IL General Assembly Returns Next Week To Vote on Clean Energy Bill

By Benjamin Cox on June 9, 2021 at 1:11pm

The Illinois General Assembly is returning to work next week to debate an energy bill.

The two chambers will be voting on a clean energy bill that couldn’t get the votes before the end of session two weeks ago.

The Illinois Senate will convene Tuesday to vote on an energy bill that would include hundreds of millions of dollars in subsidies for nuclear plants owned by Exelon, the parent company of the scandal-plagued ComEd.

The state House is set to meet Wednesday to take up the energy issue and also consider an elected Chicago school board bill that was passed by the Senate in overtime on June 1st that would create the board in 2027.
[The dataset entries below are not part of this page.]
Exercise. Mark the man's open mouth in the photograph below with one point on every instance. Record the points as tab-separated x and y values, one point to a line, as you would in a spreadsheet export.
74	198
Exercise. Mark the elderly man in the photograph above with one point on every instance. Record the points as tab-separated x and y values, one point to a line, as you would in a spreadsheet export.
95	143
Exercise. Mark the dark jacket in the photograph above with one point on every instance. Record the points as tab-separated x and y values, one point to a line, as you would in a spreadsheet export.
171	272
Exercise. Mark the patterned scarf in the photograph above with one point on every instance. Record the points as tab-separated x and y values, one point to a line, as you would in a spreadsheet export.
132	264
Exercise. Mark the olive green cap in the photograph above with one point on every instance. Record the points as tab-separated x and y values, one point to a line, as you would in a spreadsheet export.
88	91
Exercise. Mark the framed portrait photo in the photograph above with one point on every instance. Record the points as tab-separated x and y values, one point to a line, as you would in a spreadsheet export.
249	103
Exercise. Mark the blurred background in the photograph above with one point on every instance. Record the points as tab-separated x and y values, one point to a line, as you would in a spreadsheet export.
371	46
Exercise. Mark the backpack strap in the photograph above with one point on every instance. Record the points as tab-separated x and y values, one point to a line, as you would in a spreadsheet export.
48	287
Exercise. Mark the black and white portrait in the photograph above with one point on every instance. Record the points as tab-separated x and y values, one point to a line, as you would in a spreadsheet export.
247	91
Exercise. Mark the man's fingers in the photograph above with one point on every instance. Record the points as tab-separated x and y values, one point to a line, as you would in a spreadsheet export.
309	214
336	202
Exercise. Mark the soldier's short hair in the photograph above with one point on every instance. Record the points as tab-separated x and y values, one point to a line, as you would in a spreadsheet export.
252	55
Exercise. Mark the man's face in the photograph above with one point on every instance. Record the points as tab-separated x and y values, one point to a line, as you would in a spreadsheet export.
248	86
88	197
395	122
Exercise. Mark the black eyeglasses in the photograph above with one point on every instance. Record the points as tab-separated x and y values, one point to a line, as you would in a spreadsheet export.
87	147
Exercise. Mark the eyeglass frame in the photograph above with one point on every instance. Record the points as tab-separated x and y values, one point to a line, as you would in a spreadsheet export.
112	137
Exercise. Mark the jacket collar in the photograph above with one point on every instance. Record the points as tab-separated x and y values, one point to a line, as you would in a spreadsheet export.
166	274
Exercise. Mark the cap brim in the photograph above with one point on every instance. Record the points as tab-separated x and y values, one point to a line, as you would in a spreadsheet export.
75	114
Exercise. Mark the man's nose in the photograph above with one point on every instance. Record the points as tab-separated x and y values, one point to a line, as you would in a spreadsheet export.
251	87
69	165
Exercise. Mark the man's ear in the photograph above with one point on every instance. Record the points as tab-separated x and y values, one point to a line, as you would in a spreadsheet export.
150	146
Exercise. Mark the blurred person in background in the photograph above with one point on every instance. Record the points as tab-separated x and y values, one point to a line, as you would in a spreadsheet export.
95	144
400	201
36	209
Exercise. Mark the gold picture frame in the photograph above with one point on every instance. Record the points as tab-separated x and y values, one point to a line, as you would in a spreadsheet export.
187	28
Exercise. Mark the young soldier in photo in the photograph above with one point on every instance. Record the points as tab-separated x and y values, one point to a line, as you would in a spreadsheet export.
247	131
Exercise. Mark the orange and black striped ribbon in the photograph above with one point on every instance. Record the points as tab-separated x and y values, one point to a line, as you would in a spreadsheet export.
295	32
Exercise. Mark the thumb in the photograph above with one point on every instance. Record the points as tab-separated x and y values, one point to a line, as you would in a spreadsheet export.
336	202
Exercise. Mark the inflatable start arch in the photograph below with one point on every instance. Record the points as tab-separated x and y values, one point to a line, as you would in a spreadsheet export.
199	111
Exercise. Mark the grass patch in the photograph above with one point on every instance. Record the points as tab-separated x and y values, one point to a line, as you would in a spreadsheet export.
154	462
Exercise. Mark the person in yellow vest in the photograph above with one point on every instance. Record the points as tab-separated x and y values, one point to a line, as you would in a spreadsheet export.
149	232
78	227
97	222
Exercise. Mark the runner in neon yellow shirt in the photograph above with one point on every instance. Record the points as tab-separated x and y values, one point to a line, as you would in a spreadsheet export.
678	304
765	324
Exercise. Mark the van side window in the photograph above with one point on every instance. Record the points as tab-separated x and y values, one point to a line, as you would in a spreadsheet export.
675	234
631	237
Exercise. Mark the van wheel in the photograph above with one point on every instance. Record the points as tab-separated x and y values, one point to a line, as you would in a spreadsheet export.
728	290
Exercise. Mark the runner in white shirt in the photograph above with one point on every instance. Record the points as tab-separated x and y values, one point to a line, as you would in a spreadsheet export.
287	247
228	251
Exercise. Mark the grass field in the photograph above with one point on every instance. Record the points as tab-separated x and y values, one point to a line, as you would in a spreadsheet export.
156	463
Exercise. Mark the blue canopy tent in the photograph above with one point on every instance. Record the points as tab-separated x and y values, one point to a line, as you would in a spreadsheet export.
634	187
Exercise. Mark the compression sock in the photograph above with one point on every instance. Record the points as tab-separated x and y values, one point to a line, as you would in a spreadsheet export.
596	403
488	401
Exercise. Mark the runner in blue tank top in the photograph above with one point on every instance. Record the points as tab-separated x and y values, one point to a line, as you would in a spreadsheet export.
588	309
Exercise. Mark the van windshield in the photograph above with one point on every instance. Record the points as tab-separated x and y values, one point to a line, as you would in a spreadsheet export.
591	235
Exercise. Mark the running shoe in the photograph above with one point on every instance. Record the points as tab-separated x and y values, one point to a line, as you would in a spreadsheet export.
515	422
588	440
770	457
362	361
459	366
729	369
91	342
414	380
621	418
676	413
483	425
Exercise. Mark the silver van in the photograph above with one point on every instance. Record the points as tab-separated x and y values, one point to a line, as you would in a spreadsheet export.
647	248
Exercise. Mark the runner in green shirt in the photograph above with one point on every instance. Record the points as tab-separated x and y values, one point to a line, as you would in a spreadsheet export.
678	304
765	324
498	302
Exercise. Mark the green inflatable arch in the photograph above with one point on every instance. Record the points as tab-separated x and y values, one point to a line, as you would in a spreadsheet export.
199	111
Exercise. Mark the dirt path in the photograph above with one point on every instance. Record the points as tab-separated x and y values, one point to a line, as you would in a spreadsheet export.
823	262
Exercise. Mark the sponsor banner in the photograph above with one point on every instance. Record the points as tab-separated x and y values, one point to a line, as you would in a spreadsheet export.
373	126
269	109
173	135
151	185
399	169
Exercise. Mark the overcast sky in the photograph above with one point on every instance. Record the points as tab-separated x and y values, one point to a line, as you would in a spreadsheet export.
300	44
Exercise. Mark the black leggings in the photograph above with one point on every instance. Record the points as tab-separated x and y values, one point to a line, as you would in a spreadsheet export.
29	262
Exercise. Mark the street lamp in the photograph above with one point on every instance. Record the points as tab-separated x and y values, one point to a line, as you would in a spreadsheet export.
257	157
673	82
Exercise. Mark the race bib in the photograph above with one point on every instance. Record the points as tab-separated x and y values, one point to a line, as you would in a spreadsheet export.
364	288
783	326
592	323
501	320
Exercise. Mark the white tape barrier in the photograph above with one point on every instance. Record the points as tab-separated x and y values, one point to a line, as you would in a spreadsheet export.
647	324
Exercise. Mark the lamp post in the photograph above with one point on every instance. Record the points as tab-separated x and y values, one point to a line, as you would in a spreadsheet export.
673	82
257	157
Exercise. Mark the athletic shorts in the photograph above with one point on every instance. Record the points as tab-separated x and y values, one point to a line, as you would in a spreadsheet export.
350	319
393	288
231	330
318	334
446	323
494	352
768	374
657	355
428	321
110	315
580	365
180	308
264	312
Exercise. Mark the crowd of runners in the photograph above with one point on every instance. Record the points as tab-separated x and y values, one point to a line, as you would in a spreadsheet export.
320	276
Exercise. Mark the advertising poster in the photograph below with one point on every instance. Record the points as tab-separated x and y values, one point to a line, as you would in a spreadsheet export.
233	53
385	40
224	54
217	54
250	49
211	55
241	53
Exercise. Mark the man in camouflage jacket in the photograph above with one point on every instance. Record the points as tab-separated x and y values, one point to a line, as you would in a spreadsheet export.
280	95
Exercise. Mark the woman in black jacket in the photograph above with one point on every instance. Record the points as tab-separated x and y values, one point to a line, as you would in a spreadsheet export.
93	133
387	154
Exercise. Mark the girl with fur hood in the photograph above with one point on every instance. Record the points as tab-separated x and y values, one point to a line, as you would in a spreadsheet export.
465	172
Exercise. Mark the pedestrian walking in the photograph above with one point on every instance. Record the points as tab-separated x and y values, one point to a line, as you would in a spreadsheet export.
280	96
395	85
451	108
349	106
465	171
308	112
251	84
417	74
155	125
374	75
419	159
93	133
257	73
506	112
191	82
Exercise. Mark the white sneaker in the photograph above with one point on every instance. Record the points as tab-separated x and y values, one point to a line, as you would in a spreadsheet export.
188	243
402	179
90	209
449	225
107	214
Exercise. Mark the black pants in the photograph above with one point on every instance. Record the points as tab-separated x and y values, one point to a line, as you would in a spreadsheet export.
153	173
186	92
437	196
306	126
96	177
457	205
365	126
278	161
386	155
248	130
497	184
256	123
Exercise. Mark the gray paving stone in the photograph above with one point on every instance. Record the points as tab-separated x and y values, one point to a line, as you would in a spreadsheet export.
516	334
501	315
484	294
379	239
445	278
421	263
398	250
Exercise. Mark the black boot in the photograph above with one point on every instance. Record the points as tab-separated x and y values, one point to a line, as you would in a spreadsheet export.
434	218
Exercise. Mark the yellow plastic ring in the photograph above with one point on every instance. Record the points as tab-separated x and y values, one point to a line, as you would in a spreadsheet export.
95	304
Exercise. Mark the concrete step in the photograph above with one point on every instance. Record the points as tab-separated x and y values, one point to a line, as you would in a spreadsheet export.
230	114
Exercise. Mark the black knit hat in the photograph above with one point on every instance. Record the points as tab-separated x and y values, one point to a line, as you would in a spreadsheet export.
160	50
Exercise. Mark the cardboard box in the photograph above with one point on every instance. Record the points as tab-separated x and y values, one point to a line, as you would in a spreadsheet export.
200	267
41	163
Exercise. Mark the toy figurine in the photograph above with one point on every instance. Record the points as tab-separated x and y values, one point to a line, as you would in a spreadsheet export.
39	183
Lawmakers adjourned their spring session that day without reaching an agreement on an energy plan that also would meet Governor J.B. Pritzker’s goal of setting the state on a path to 100% carbon-free power by 2050. ComEd parent Exelon has said it will shut down its Byron and Dresden nuclear plants this year if the state doesn’t provide more financial support. An alleged agreement was reached, but a late concern about the exemption from closure of a coal-fired power plant in Springfield and the Prairie State Generating Station in southern Illinois scuttled the compromise.

Lawmakers have told the Chicago Tribune and WCIA that an agreement on the energy bill still has not been reached.